Ontology vs. Glossary: Why the Distinction Matters
A glossary entry tells you what the word means. An ontology models customer as a node connected to domain, orders, metrics, and revenue, with each relationship explicit, governed, and traversable. An AI agent querying for customer lifetime value does not interpret the word. It traverses the graph to the governed metric definition and arrives at the correct answer.
A semantic context layer is related to but distinct from the semantic layer concept familiar to dbt and BI users. Where a semantic layer standardizes metric definitions for BI consumption, a semantic context layer operates at the level of meaning and governance across the entire data estate.
Context-driven systems
- Embeddings
- Vector similarity
- Prompt engineering
- Approximate matching
- Inconsistent results
- No guarantees
Semantics-driven systems
- Ontology
- Defined relationships
- Governed definitions
- Precise interpretation
- Consistency
- Explainability
This is the distinction between context-driven and semantics-driven systems. Context-driven systems rely on embeddings, vector similarity, and prompt engineering, producing approximate matching, inconsistent results, and no guarantees. Semantics-driven systems model concepts explicitly, define relationships formally, and govern definitions consistently, delivering precise interpretation, consistency, and explainability. A system built on a semantic context graph does not guess what revenue means. It knows.

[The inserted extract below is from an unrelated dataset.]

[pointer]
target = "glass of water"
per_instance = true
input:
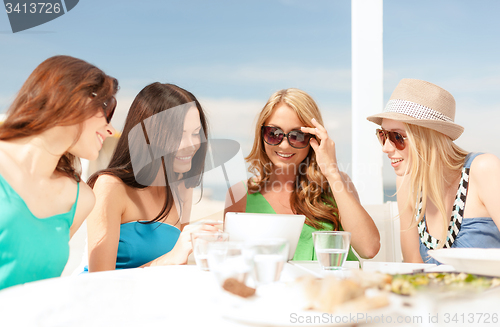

How Collate Puts the Semantic Context Layer to Work
Collate is built on OpenMetadata, the open context layer that unifies technical context, business semantics, and organizational memory into one context graph — so AI agents and humans reason from the same trusted foundation. The architecture operates across three primitives.
1. Context
Collate maps every data source into a single open graph, connecting tables, columns, business glossary terms, metrics, dashboards, governance policies, lineage, and quality signals into one machine-readable layer built on open standards. Any LLM or agent framework that can read standard ontological representations can consume it directly, without proprietary transformation.
2. Semantics
Every Collate AI capability operates on that graph rather than on raw schema or column names. Collate AI Analytics resolves natural language questions to governed definitions before generating dashboards. AskCollate returns semantically correct assets rather than keyword matches. AI Studio and AI SDK power agents that automate documentation, quality, and governance workflows, with business criticality and governance obligations built in from the start. The Collate MCP Server extends that same governed semantic context to external LLMs and AI tools.
3. Memory
Every change made by a human or an agent is captured as a permanent, auditable record. Definitions compound rather than evaporate. Governance decisions made once propagate automatically to downstream assets rather than requiring manual re-tagging.
The Layer That Makes AI Trustworthy
AI does not create organizational alignment around data. It depends on alignment that already exists and is expressed in a form machines can traverse. Semantic context, built on open standards and encoded in a structured graph, is that expression. It is the difference between AI that reasons over governed meaning and AI that guesses from labels, and what makes self-service analytics, automated governance, and agentic workflows viable at enterprise scale. For organizations building an AI data governance strategy, that foundation has to be semantic, not just documented. That is what Collate is built to provide.